= Folkstudio =

Italian musical club and record label

Folkstudio was a musical club and a record label located in Rome, Italy.

The club was founded in by the American painter, musician and actor Harold Bradley Jr., and was located in Via Garibaldi, in Trastevere. In January 1963, a then little known Bob Dylan performed in the club. In 1967, Bradley returned to the United States and the club management passed to the chemist and music lover Giancarlo Cesaroni. Initially focusing on jazz and blues artists, during the years it gradually hosted artists belonging to other styles and new tendencies. In 1971, it moved from Via Garibaldi to the library L'Uscita, in Via dei Banchi Vecchi, and eventually moved to Via Sacchi, Trastevere.

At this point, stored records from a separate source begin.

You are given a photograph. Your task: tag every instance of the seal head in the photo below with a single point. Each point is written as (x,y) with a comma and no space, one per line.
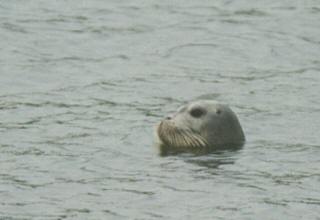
(201,124)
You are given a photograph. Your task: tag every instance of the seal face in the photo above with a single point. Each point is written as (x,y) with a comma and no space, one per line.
(201,124)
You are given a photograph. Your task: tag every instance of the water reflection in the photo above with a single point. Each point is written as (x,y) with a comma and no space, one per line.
(205,157)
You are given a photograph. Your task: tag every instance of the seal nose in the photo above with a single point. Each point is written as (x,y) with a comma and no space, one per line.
(168,117)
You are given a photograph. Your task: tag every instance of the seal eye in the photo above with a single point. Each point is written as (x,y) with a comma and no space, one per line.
(197,112)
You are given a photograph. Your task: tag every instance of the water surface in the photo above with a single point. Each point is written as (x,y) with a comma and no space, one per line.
(82,84)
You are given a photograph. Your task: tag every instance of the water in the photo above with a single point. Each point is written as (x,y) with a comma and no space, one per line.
(82,84)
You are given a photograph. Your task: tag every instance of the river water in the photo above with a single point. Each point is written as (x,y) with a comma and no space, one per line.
(82,84)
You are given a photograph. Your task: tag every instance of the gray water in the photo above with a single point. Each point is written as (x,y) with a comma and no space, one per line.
(83,83)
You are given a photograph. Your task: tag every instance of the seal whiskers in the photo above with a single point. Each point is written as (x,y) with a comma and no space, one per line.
(201,124)
(179,138)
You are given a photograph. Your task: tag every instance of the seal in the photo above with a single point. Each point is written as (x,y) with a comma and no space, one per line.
(200,124)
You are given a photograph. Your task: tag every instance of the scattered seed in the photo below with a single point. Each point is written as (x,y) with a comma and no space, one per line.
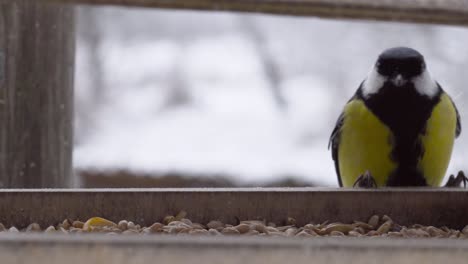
(50,229)
(243,228)
(374,221)
(215,224)
(34,227)
(77,224)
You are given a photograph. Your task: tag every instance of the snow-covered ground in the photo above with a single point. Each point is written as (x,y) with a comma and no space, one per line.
(227,121)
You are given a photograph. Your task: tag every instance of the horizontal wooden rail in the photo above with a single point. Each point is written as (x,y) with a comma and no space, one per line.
(452,12)
(436,207)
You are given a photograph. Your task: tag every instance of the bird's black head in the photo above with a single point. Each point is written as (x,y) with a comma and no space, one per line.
(400,61)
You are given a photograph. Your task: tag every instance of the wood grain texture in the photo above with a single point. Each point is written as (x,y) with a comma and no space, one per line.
(452,12)
(406,206)
(36,82)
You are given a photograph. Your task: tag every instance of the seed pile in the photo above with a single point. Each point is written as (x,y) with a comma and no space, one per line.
(375,227)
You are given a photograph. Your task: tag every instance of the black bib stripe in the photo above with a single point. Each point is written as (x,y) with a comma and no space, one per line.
(405,112)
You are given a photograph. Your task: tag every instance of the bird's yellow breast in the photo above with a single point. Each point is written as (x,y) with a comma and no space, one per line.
(438,141)
(365,144)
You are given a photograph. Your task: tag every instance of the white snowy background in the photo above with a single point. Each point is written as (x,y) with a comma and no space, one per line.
(253,97)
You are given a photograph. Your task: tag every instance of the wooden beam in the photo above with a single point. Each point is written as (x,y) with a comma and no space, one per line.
(451,12)
(426,206)
(36,88)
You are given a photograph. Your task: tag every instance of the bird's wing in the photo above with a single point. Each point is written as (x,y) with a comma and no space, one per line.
(458,129)
(334,143)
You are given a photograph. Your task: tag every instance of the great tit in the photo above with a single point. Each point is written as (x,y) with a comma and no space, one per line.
(399,127)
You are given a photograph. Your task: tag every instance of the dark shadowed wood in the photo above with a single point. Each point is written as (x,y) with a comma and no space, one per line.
(36,82)
(437,207)
(453,12)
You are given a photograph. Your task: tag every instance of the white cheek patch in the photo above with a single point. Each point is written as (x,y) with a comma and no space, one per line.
(425,85)
(372,84)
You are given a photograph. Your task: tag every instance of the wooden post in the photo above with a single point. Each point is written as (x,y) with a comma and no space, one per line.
(36,94)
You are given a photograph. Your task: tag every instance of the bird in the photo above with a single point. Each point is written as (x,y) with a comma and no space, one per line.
(398,129)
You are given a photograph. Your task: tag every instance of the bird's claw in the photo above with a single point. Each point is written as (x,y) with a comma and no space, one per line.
(457,181)
(365,181)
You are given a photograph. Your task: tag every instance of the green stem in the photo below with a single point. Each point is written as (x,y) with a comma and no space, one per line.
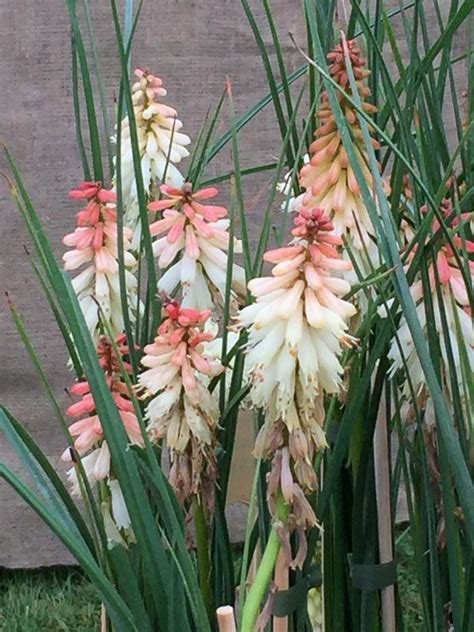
(265,570)
(204,563)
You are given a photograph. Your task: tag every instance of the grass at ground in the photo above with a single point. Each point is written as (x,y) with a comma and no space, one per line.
(47,600)
(408,589)
(61,599)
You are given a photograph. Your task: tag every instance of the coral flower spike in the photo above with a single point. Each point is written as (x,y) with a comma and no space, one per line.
(161,145)
(192,242)
(296,330)
(449,294)
(328,178)
(94,248)
(181,407)
(89,441)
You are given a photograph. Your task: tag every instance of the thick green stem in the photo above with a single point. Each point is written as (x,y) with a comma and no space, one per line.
(204,564)
(265,570)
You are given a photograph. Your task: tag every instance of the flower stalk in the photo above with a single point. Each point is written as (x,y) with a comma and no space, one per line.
(265,570)
(202,550)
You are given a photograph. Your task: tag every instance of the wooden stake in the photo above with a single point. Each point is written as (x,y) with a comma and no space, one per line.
(280,624)
(384,516)
(225,619)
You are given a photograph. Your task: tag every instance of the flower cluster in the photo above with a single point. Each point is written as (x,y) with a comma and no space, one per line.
(89,441)
(449,294)
(94,245)
(296,329)
(328,178)
(181,408)
(193,238)
(160,142)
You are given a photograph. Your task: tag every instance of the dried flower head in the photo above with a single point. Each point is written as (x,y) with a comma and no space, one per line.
(194,238)
(296,330)
(181,408)
(94,248)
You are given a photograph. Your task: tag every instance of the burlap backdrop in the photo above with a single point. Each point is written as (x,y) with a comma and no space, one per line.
(194,45)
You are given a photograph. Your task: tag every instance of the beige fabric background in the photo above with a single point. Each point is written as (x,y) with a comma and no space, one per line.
(193,45)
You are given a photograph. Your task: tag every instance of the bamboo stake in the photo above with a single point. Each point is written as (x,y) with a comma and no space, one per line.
(225,619)
(280,624)
(384,517)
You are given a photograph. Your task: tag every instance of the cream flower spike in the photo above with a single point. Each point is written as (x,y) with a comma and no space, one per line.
(192,245)
(296,331)
(89,441)
(328,179)
(161,145)
(181,407)
(455,302)
(94,243)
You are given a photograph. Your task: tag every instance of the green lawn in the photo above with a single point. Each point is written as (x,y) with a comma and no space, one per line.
(47,600)
(51,600)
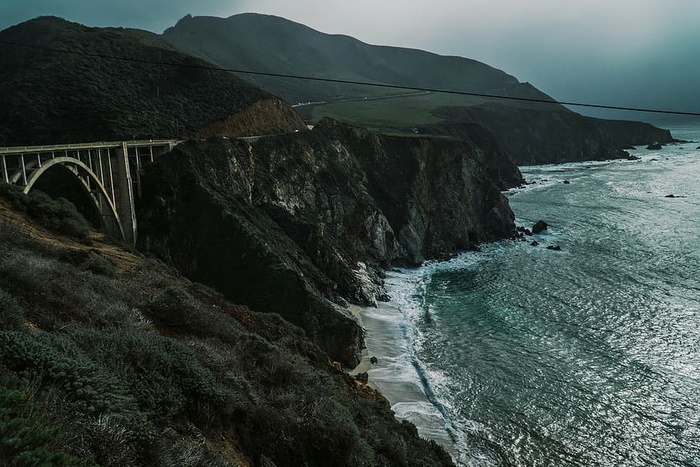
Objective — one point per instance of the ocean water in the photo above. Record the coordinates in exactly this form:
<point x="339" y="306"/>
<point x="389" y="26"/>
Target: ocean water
<point x="589" y="356"/>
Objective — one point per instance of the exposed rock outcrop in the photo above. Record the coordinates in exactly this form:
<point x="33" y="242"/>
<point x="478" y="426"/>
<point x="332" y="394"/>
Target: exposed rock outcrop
<point x="294" y="223"/>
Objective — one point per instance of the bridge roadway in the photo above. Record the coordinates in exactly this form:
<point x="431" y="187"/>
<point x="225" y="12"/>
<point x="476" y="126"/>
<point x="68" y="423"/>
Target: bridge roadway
<point x="110" y="173"/>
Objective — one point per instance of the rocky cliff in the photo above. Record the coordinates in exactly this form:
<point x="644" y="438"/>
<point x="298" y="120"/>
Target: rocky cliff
<point x="65" y="83"/>
<point x="299" y="223"/>
<point x="544" y="135"/>
<point x="532" y="132"/>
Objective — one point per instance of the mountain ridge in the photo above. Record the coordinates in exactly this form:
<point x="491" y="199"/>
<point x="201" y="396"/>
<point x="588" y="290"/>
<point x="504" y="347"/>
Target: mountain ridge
<point x="265" y="43"/>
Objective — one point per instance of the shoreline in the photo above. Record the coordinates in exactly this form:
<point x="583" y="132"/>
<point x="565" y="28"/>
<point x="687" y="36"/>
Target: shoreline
<point x="395" y="374"/>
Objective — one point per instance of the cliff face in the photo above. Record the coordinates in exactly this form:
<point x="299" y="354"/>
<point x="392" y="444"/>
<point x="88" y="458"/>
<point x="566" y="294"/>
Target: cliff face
<point x="626" y="133"/>
<point x="114" y="358"/>
<point x="294" y="223"/>
<point x="115" y="84"/>
<point x="532" y="132"/>
<point x="536" y="135"/>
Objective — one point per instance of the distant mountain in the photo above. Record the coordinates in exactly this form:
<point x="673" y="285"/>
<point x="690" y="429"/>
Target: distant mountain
<point x="263" y="43"/>
<point x="108" y="87"/>
<point x="534" y="133"/>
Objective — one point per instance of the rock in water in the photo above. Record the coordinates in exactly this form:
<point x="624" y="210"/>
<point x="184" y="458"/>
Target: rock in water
<point x="539" y="227"/>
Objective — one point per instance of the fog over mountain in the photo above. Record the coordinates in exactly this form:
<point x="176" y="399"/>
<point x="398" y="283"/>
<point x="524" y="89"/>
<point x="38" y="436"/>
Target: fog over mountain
<point x="640" y="53"/>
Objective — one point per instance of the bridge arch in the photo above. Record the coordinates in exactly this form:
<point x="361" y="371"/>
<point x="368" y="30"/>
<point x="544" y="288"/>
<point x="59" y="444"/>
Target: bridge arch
<point x="92" y="185"/>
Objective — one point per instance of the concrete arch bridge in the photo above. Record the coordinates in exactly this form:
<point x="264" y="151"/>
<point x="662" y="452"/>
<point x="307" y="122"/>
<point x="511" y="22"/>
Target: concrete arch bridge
<point x="109" y="172"/>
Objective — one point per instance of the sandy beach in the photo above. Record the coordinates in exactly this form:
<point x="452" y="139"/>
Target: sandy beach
<point x="395" y="374"/>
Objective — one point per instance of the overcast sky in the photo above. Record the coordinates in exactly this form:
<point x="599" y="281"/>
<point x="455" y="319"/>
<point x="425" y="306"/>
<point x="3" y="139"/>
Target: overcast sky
<point x="619" y="52"/>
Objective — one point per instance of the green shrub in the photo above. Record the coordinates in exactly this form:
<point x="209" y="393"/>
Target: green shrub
<point x="162" y="374"/>
<point x="59" y="215"/>
<point x="26" y="439"/>
<point x="57" y="361"/>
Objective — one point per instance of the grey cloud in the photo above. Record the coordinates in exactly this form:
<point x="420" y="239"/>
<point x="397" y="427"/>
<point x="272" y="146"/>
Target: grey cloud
<point x="625" y="52"/>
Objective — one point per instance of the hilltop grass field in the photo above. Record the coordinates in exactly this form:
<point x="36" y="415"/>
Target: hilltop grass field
<point x="394" y="112"/>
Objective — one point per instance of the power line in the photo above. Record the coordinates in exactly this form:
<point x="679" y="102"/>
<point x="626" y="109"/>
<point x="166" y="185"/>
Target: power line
<point x="357" y="83"/>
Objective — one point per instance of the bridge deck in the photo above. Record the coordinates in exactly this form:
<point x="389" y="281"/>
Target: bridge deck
<point x="80" y="146"/>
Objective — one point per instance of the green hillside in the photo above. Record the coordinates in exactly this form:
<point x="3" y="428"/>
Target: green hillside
<point x="85" y="94"/>
<point x="535" y="132"/>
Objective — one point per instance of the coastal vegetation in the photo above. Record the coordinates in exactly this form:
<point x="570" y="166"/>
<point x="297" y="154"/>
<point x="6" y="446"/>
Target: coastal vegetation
<point x="128" y="363"/>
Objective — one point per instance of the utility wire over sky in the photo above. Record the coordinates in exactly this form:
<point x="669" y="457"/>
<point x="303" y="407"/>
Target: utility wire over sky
<point x="357" y="83"/>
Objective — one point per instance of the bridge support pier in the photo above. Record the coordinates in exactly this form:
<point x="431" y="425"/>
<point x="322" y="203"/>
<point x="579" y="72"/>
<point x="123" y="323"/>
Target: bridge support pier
<point x="124" y="194"/>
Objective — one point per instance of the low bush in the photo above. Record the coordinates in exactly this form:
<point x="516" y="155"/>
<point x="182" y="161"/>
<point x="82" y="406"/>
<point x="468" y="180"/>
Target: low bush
<point x="59" y="215"/>
<point x="26" y="438"/>
<point x="55" y="360"/>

During the 1970s, the club actively contributed to the launch of several artists' careers, particularly singer-songwriters, including Antonello Venditti, Francesco De Gregori, Rino Gaetano, Mimmo Locasciulli, Stefano Rosso, Gianni Togni, Sergio Caputo, Giorgio Lo Cascio, Grazia Di Michele, Mario Castelnuovo. Cesaroni also created a "Folkstudio" record label which released debut albums of artists who regularly performed in the club such as Corrado Sannucci and Locasciulli.